Thankfully a flurry of activity brought the missing musicians through the doors at the last moment: Luboš and bassist “Wimpy” Tichota had been gigging elsewhere during the afternoon, and had got caught up in the traffic jams that can sometimes snarl the roads back to Prague. A few relieved looks were shared, and amps and cables hurriedly dropped into place. So for half the band this was the second gig of the day, coming after a frustrating car journey, and with a delayed start. Not quite the perfect scenario.

One of the enjoyable things about many bands that play on this scene, including of course the LAG, is that they are still willing to push it. They are all expert musicians, and it would be easy enough for them to go out and perform a perfectly prepared repertory show with not a note out of place and all the vigour of a corpse. There is no need for them to actually break into a sweat.
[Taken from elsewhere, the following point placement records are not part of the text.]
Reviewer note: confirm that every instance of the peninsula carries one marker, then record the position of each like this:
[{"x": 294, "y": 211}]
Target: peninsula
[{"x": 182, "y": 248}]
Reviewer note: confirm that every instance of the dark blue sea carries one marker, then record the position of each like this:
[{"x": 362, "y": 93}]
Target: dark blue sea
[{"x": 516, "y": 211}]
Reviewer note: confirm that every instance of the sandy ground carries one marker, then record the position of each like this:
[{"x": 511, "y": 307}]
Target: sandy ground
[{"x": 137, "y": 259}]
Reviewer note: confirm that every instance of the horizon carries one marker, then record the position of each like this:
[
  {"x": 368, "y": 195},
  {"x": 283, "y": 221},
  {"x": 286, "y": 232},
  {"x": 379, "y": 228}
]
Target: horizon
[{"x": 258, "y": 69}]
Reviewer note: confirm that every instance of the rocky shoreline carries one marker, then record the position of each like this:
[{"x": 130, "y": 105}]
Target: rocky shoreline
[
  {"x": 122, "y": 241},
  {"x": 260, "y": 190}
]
However, that is certainly what this outfit doesn’t do, and their opening Duke Ellington salvo was delivered with force and aggression, instantly removing any grumbles that could have been brewing in the minds of the punters. It was worth the wait, and you could sense the joint approval as each of the four men took a hefty solo before the band snatched it all back together again.

Andršt originals such as “Song for Saxophone Joe” and “La Bodiguita del Medio” got a full workout; the latter being a high-energy romp with the band wheeling and sparking like madmen over clattering Cuban rhythms. Pianist Ondřej Kabrna played with particular ferocity, hammering out the melodic patterns with total commitment, seemingly on the very far edge of control. This triumphant crescendo is always warmly received, with the small cellar space hardly seeming big enough to contain the wide spectrum of sound produced.

Luboš was his normal brilliant self on guitar; a standard that is always expected and always met. His work is notable for its wide variety of sounds, incorporating blues, jazz, and also heavy shades of rock where required. Genre-spanning and unpredictable, he is a musician with depth to call upon. It is that variety, coupled with his talents as a composer and arranger, that places him in the very top rank of European musicians. The legendary BB King respected him enough to want to play with him on stage, and that is about as high as recommendations come.

The set had evolved since I last saw this outfit, with the incorporation of the crunching “Hoochie Coochie Man” instrumental section as normally played with Michal Prokop’s Framus Five. There were also changes in the extended medley that traditionally occupies a large chunk of the second set, with themes being expanded and extemporised upon by the whole group.

Drummer and AghaRTA bossman Michal Hejna was the compere for the night, introducing the songs, the band, and quite often an element of humour. With a particular flair for Latin rhythms, his work on the traps is an integral part of this live outfit. Playing later than normal in order to make up for the delayed start, he made sure that nobody left his club feeling short-changed. It was a nice touch, but in truth not required. The LAG pack more music into a single set than some outfits manage in a lifetime. Like a hearty meal they leave you with an appetite for more in the future, but for now you are just fine.